Режиссерские игры под музыку Бетховена
№6 (194), сентябрь 2020
Так совпало, что именно в 250-летний юбилей Людвига ван Бетховена в мире происходят события, контурно напоминающие сюжет оперы «Фиделио»: политические волнения, муж в заключении и жена в роли освободительницы. Постановка молодого немецкого режиссера Тобиаса Кратцера для театра «Ковент-Гарден» (премьера состоялась в Лондоне в марте нынешнего года) резонирует с происходящим сегодня на уровне механизма подобия. Впрочем, при всей считываемости, до конца внятной эту постановку Кратцера ни в коем случае не назовешь. Режиссер увлеченно играет со зрителем и путается в своих же придуманных правилах.
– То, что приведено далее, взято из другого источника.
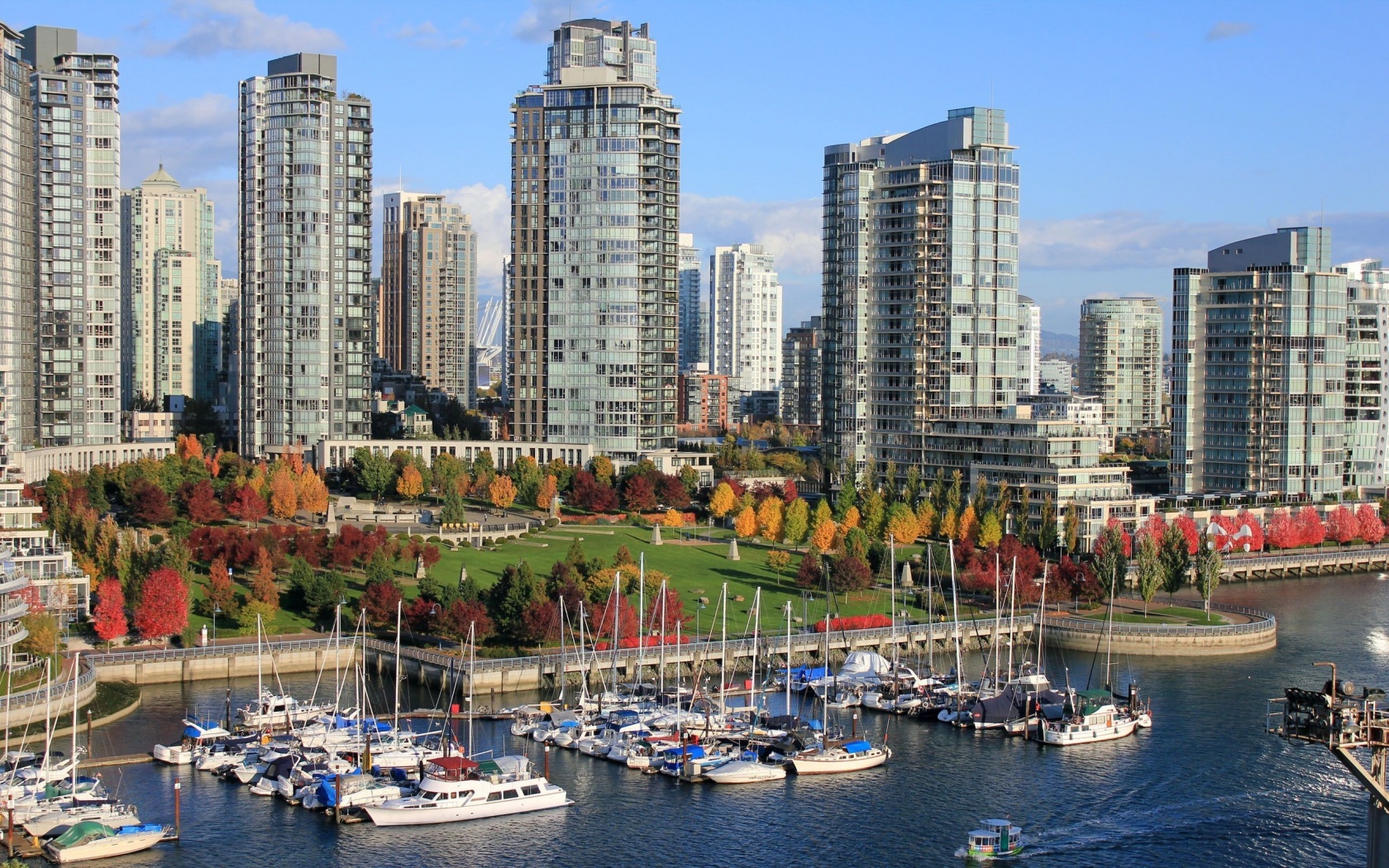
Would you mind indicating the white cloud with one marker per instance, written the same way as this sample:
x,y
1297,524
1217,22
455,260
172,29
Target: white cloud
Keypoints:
x,y
239,26
1228,30
490,212
541,17
425,35
1121,239
193,139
Неоновая рамка, обрамляя сценический короб, снимает искренность с полностью аутентичного первого действия. Классические декорации, скупость актерской игры, сухо и точно исполненная партитура (дирижер Антонио Паппано) – все это Кратцер превращает в ирреальную жизнь по ту сторону светящейся витрины. Даже каст солистов как будто специально подобран с учетом этой дистанции: словно из-за стекла звучит матовый голос сопрано Аманды Форсайт (Марселина) и насыщенный бас Георга Цеппенфельда (Рокко).
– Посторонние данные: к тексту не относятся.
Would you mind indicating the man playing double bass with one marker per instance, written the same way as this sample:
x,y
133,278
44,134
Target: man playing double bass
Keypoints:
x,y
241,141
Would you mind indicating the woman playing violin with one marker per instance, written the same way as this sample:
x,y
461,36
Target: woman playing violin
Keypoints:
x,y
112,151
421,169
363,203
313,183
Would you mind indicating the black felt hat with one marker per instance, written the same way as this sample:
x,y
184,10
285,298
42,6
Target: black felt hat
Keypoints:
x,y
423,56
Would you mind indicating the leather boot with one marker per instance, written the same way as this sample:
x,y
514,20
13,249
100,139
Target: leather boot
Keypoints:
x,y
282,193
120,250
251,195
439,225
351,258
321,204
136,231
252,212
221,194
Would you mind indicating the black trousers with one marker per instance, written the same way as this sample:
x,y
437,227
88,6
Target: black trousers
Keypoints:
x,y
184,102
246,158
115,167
Только Лизе Дэвидсон в партии Фиделио преодолевает пропасть между публикой и сплошь бутафорским первым действием. Ее мощному голосу на сцене, наоборот, ощутимо тесно, а режиссерская трактовка главного персонажа выходит за рамки аутентичной стилизации. В классическом варианте правда о гендерной принадлежности Леоноры, переодевшейся в Фиделио, чтобы вызволить своего мужа из тюрьмы, выясняется лишь в конце. У Кратцера Леоноре трудно скрывать свою женскую природу, и на фоне актерской статики остальных героев, она постоянно ерзает: «Что, черт возьми, происходит» и «Боже, как неловко» – ответила бы она на любовные притязания Марселины, если бы ей не нужно было петь текст начала XIX века. Уже в первом действии у Кратцера Марселина узнает, что на самом деле была влюблена в женщину.
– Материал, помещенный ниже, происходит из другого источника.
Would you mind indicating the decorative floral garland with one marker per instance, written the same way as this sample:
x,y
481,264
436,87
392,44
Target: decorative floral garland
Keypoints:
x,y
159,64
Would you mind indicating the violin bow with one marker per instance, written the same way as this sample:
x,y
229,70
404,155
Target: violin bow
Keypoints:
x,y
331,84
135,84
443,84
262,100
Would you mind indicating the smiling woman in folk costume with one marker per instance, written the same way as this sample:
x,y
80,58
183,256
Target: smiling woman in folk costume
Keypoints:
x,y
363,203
После этого режиссер резко разрушает стену и сокращает дистанцию. Классические декорации сменяет уже не менее классический оперный хай-тек: белый куб сцены, хор в современных черных костюмах; аутентичными остаются лишь главные персонажи, от этого еще меньше похожие на настоящих. Разместив в центре сцены нарочито нелепый пластиковый камень с прикованным к нему иисусоподобным Флорестаном, режиссер буквально заставляет посочувствовать и поверить в происходящее, отдающее диснеевской фальшью. На заднике сцены возникает видео с крупными планами наблюдающих за узником: они то стыдливо опускают глаза, то с ужасом смотрят, то отстраненно поедают снеки. Видя себя словно в зеркале, зритель включается в эту эмпатическую игру, невольно копируя эмоции себе подобных – и невольно испытывая их. К слову, исполнитель партии Флорестана, Дэвид Батт Филипп, появился в этой постановке случайно, успешно заменив всемирно известного тенора Йонаса Кауфмана.
Перенеся гендерную часть развязки в первое действие, а другую оставив в конце, Кратцер усложнил себе задачу. Теперь в финале на антагониста дона Пиццаро пистолет наводит не Леонора, как предписано в либретто, а Марселина – и делает это без каких-либо предпосылок. Ни внятной фем-повестки, ни личных мотиваций у Марселины в постановке Кратцера не возникает, как и не возникает логичного финала, объясняющего всю предыдущую игру со зрителем. Возможно, режиссер увлекся крупной формой и два действия превратились почти в два разных, не связанных между собой спектакля.